Backtesting Futures Strategies: What the Numbers Actually Tell You and When They Lie
Overview #
Backtesting is the most dangerous tool in a futures trader's arsenal. Not because it doesn't work — it does, under specific conditions — but because it produces convincing numbers that feel like evidence when they're often just artifacts of how the test was constructed.
A backtest evaluates a repeatable trading rule applied to historical market data under a set of execution assumptions. It answers one narrow question: "If I had traded these exact rules, with these exact fills, on this exact data, what would have happened?" That question is useful. The problem is that most traders hear a different question: "Will this strategy make money going forward?" Backtesting cannot answer that.
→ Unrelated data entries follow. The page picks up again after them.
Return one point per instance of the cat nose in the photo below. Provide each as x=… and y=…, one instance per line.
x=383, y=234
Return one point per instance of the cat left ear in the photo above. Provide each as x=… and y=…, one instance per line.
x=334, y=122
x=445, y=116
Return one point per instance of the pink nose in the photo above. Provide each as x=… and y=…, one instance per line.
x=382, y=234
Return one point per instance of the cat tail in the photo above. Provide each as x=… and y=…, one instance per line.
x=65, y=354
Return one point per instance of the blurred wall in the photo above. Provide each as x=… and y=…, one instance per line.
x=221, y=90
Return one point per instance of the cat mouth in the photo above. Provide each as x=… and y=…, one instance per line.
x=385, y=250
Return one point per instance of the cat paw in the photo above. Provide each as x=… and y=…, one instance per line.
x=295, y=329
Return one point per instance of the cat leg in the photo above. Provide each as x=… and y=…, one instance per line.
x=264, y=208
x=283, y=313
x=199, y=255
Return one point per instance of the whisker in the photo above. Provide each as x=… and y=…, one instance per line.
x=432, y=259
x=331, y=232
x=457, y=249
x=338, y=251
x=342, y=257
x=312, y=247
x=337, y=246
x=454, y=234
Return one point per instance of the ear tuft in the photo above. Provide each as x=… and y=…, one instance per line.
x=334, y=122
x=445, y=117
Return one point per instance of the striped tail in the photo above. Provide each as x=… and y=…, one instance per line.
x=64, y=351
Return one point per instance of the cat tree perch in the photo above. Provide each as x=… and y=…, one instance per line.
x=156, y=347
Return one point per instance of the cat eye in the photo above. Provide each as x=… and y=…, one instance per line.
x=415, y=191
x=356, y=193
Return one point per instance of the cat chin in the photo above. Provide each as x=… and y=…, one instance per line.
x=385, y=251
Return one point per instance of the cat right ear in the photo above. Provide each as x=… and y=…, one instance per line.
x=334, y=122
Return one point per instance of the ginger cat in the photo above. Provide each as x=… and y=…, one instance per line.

This article covers what backtesting actually tests, how platform engines work under the hood, the pitfalls that produce false confidence, and the validation methods that separate useful results from noise.
What Backtesting Tests -- and What It Does Not #
A backtest validates three things: your signal logic (do these entry/exit conditions fire when you expect?), your risk management mechanics (do stops, targets, and position sizing behave correctly?), and your execution model (fills, commissions, slippage as you've configured them).
What a backtest does not validate: whether the market will behave similarly in the future, whether your orders will actually get filled at the prices assumed, whether your operational latency will match the test assumptions, and whether your strategy's edge survives real market impact from your own orders.
As [Big Mike explained on NexusFi] [1], "Out of sample data is critical for a meaningful backtest, yet most traders don't do it. Out of sample means that you would backtest on one period of data and then once you feel you have the strategy the way you want it, you would then test it on OOS data and compare the results. If the results are drastically different, you have curve fitted your strategy to in sample data and the strategy is worthless going forward."
The fundamental issue is that most backtests validate signal logic plus an optimistic execution model. Unless you explicitly model execution reality — slippage distributions, partial fills, queue position, latency — your results tell you what would have happened in a world that doesn't exist.
Bar-Level vs. Tick-Level Engines #
The backtesting engine your platform uses determines how it steps through historical data and resolves order fills. This mechanical difference produces materially different results on the same strategy.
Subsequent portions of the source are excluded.